“Vasey’s Returns”

16”x20”

Oil on Wood Panel

2023

Available - $1,248

Vasey’s Paradise is one of the many precious fresh water springs that decorate the corridor of the Colorado River through Grand Canyon. Named after a botanist friend of John Wesley Powell, this spring hosts a vibrant array of life, from maidenhair fern, to cardinal monkey flower.

The springs in Grand Canyon seem almost paradoxical, sitting in their arid, desert scrub context. They feel like a mirage, teeming with so much biodiversity that it seems entirely surreal. These springs are home to 500x the biodiversity of the surrounding areas and are habitat to a number of endemic species.

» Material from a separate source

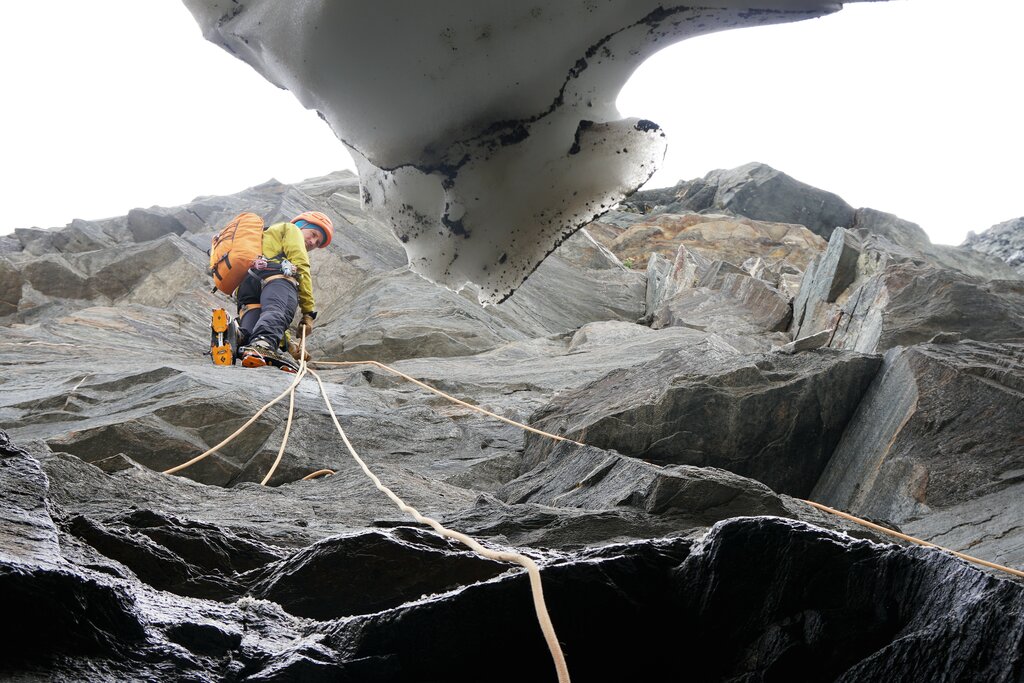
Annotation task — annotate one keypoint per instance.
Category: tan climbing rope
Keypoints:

When I first came to Grand Canyon in 2018, I was dazzled by the gushing clear waters of Vasey’s Paradise. However, year after year, I watched as the water flowing from the limestone dissipated from a roar to a dwindling trickle.

But after the historical and anomalous winter of 2022-2023, I returned in April to find Vasey’s flowing with the same ferocity as the first time I saw it. It was enough to give you chills. I had no idea that the aquifer that feeds this spring could recharge that quickly. It filled me with a bittersweet false hope for our environmental future: nature’s resilience and ability to heal, but also the reality of what a fleeting promise of water that particular winter provided the Southwest.

This painting is an ode to the moments of awe on that first trip back to Grand Canyon last April. I had never seen the Grand Canyon so abundantly alive. May we be reminded of all we have lost, and all we can save.